Every teenager should read this book. It was fun and thought-provoking, and while some of the lessons are a little on the Berenstain Bears side of heavy-handed, there’s enough ridiculousness to even it out.
A plane carrying Miss Teen Dream contestants to the pageant finale crashes on a tiny island in the middle of nowhere. Conveniently, all the adults are killed. The survivors must learn to survive, and along the way to learning concrete things like how to collect rainwater in a deconstructed ballgown, they also learn to think about why girls are raised the way they are, and how good it feels to be Somebody, and not just to be Pretty.
There are a lot of Lessons here, and Things to Think About, but Bray does it in such a fun way. She’s not telling you what to think; she’s encouraging you to do the thinking.
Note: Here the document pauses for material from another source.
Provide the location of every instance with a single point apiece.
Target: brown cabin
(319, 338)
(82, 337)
Of the survivors on the island, there’s an African American contestant, a contestant whose parents emigrated from India before she was born, a deaf bisexual contestant, a lesbian contestant, a transgender contestant, and a feminist journalist who’s there undercover to bring down the patriarchy. There’s also a stereotypical dumb blonde, some assorted other contestants, and Miss Texas, who takes over and tries to keep the girls pageant-ready, so they can wow the cameras when they’re rescued. Each contestant gets a lovely little backstory that shows her fellow contestants/survivors that everybody’s a little deeper than you think, and maybe it would be smart to keep your mouth shut and get to know somebody before getting too judgy.
So that part of it is all very cool (along with some sidebars into why slut-shaming is bad, a girl’s agency over her body, etc. etc. etc.), but then there’s also some bonkers stuff going on with a secret military base on the island, a plot by the evil Corporation (that owns the pageant) to not rescue the contestants because it might interfere with their arms deal, some snakes, some exploding hair remover cream, and, of course, some pirates. It moves fast, makes you think, and is an awesome story of not only girl power, but just learning to be okay with who you are.